What exactly did transpire in the locker room while all the world watched Rihanna?

We’ll never know exactly what was said, but I have a pretty good idea based on what happened after halftime ended. In my study of great teams, I’ve noted how that when all else fails, the best teams are those who are best at making adjustments. The single biggest key to handling any kind of change effectively — be it a small change or a life-altering or career-altering moment like the Chiefs were facing — is the perspective you bring to the moment. Great teams adapt to and embrace change through their attitude and actions.

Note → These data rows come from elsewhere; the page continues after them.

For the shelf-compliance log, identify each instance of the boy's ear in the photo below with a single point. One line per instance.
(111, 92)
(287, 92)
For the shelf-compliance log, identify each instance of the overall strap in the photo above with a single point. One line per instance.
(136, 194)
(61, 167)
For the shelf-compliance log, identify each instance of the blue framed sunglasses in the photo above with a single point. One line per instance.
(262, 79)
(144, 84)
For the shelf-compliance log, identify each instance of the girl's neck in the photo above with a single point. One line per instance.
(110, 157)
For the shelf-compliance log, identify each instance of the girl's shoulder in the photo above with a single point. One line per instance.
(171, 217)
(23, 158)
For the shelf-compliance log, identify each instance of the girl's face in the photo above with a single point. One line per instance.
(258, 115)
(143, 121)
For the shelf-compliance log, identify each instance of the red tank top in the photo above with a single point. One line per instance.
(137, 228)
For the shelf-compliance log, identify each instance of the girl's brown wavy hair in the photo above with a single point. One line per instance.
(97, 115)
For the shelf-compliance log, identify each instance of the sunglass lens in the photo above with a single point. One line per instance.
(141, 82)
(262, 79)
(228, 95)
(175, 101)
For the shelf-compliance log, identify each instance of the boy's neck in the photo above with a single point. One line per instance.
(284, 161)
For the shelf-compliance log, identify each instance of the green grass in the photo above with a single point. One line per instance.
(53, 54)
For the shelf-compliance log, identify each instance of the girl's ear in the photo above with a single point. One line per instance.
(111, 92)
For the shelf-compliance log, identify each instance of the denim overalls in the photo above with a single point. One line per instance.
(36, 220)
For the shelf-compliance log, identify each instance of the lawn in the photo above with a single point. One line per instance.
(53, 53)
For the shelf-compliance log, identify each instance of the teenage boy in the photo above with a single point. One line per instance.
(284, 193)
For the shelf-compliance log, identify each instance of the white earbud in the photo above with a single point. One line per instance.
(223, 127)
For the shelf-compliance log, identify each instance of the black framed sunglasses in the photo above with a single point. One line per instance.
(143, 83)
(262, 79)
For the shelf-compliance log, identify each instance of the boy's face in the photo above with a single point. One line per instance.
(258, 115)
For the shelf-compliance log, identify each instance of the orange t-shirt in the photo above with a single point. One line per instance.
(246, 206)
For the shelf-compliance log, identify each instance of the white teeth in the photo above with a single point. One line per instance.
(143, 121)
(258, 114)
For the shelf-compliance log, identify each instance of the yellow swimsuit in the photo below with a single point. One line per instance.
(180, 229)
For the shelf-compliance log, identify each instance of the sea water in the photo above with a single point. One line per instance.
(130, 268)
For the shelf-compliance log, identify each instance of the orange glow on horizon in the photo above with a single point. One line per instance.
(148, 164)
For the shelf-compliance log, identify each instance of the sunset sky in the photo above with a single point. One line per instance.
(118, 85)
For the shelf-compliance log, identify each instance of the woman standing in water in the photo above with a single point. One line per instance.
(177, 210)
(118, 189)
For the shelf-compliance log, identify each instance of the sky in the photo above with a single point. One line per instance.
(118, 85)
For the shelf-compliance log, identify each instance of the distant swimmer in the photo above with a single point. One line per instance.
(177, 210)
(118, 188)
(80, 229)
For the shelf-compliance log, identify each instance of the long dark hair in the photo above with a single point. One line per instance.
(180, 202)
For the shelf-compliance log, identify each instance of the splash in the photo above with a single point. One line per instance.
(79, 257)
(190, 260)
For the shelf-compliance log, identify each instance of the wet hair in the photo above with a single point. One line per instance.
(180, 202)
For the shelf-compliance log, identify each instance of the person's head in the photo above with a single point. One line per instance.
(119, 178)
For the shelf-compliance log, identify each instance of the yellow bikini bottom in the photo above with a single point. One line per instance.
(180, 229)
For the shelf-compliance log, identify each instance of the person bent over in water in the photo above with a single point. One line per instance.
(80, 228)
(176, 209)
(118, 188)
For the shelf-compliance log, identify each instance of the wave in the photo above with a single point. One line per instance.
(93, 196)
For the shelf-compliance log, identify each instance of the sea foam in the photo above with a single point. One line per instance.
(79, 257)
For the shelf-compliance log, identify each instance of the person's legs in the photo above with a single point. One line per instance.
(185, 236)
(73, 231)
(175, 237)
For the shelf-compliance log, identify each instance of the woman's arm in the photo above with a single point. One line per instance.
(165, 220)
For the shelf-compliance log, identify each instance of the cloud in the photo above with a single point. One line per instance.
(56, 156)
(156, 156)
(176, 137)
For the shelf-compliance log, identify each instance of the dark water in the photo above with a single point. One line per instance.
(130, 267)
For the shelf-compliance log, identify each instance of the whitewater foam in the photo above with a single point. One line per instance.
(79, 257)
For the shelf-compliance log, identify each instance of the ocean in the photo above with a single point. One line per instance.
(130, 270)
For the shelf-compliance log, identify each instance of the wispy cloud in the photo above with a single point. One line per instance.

Time and again, I’ve seen this dynamic played out, and it was performed to perfection on Sunday. When the Chiefs went into their locker room, they could point to exactly what wasn’t working: they were not containing the Eagles’ quarterback Jalen Hurts. The numbers said it all. In the first half, Hurts broke former Titans quarterback Steve McNair’s 23-year-old Super Bowl record for the most yards rushing by a quarterback in a half by running for 63 yards. Hurts set another Super Bowl record by running for two touchdowns in the first half.

And that is what the Kansas City Chiefs’ players and coaching staff tackled beneath the stands while everyone cheered on Rihanna: how to adjust their game — with special attention on their defense — to stop the peripatetic Hurts from running all over them.

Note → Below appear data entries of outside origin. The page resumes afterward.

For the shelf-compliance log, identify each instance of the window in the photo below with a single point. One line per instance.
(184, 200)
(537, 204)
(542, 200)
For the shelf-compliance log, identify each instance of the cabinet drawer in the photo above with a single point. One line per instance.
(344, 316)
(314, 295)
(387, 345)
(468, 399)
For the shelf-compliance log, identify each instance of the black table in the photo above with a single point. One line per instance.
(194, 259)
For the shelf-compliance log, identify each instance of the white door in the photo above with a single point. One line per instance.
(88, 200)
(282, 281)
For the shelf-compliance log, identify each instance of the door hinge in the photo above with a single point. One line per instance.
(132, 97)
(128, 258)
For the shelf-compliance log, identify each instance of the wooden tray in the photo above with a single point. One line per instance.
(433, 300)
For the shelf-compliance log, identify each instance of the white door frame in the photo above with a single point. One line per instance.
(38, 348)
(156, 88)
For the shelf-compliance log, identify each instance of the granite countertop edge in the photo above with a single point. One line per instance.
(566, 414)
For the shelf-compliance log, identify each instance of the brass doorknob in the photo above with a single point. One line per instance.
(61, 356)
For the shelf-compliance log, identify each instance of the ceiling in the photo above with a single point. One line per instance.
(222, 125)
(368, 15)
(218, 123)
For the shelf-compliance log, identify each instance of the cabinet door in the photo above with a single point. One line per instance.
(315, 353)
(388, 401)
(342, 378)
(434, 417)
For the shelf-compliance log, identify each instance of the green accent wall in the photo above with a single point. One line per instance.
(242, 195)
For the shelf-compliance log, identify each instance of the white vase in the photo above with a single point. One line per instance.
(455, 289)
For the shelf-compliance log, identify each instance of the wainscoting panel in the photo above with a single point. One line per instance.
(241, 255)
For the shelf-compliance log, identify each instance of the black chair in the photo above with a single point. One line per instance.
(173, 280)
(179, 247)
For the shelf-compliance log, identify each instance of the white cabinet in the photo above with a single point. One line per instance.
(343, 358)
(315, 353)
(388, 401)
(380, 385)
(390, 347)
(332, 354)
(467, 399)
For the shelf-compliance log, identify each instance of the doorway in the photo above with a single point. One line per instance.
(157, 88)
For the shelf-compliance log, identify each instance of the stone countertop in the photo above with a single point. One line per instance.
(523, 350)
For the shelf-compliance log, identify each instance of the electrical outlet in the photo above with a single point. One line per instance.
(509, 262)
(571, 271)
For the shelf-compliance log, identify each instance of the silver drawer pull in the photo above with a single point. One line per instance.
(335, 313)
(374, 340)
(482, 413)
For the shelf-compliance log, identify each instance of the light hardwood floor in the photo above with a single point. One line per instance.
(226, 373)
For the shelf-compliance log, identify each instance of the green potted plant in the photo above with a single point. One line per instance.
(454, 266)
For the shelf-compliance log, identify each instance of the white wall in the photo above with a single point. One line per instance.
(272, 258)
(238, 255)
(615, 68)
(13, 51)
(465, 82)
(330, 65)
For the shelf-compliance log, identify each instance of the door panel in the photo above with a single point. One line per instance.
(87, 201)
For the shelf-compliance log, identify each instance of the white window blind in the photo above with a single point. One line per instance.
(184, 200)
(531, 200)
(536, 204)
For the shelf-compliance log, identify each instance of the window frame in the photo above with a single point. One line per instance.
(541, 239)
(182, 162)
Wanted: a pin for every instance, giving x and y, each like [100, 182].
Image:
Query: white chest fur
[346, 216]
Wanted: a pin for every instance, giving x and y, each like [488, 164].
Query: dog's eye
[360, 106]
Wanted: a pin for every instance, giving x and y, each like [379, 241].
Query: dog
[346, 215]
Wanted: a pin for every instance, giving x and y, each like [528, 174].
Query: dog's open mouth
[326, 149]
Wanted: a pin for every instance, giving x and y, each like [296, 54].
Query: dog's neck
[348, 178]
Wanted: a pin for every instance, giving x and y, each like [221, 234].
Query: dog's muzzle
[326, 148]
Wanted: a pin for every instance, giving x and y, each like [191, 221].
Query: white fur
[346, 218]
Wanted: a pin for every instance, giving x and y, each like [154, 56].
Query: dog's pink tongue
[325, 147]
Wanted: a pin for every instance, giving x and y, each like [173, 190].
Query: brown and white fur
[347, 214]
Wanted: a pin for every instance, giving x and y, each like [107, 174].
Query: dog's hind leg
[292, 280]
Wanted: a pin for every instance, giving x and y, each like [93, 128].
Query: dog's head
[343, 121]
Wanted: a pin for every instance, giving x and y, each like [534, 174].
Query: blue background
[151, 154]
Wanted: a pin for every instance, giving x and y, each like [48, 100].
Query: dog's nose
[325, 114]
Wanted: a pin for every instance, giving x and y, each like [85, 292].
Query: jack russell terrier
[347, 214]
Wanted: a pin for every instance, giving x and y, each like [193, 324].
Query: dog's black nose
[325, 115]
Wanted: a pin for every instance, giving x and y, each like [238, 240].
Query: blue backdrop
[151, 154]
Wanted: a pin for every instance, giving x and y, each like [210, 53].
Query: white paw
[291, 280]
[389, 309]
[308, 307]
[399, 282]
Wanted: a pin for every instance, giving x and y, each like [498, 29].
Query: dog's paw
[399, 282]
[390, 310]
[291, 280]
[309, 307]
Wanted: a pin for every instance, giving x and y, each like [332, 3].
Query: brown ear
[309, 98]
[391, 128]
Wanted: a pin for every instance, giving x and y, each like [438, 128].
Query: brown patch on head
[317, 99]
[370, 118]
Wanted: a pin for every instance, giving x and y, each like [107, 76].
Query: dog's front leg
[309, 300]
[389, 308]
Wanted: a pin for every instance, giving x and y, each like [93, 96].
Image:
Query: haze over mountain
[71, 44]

And what kind of adjustment did they effect in so short a time? On the defensive side, the Chiefs became more disciplined in every facet of the game, but especially in having players play “in their lanes” rather than allowing themselves to be pulled out or position. The added discipline produced the intended effect by containing Hurts in the pocket to such an extent that he managed to finish the game with only seven more yards than he had by the half.

The Chiefs’ new discipline had broken the spell the Eagles, particularly Hurts, seemed to have them under in the first half because the Chiefs fixed the problem. (Nothing demoralizes a defense more than a quarterback who scrambles at will on them.) Football includes an offense as well as defense, and the commitment the players made to double down on discipline — all puns intended! — galvanized the Mahomes-led offense to hold up their end of the deal, which they did by scoring 24 points after the break.

Indeed, while Hurts was the guy who broke the records, Mahomes is the guy who will soon be getting fitted for his second Championship ring, having registered 182 yards passing and three touchdowns, as well as his own 44 hard-earned rushing yards — a feat all the more impressive considering the blow he took to his injured ankle in the first half.

Comparisons have been made between the Chiefs’ come-from-behind victory and that of the Tom Brady-led New England Patriots who erased a 28-3 deficit to emerge victorious by beating the Atlanta Falcons 34–28 in Super Bowl LI. And, for that matter, comparisons are being made between Mahomes and Brady as well.

After that Patriot comeback, Brady said “So anytime we’re down in a game, I think, ‘Man, if we come back and win this game, we’re the hero,’ rather than, ‘Oh, (expletive), we’re screwed. We have no shot.’”

On Sunday, the Chiefs spent their halftime figuring out what they needed to do differently to win the game and create the shots they didn’t get in the first half. And who knows, maybe one of the songs Rihanna did not sing during halftime — her “Lift Me Up” from the soundtrack to “Black Panther” — found a way to stream itself subliminally in the Chiefs’ minds?

On Sunday, the Chiefs found the way to lift themselves up. And now they’re the heroes.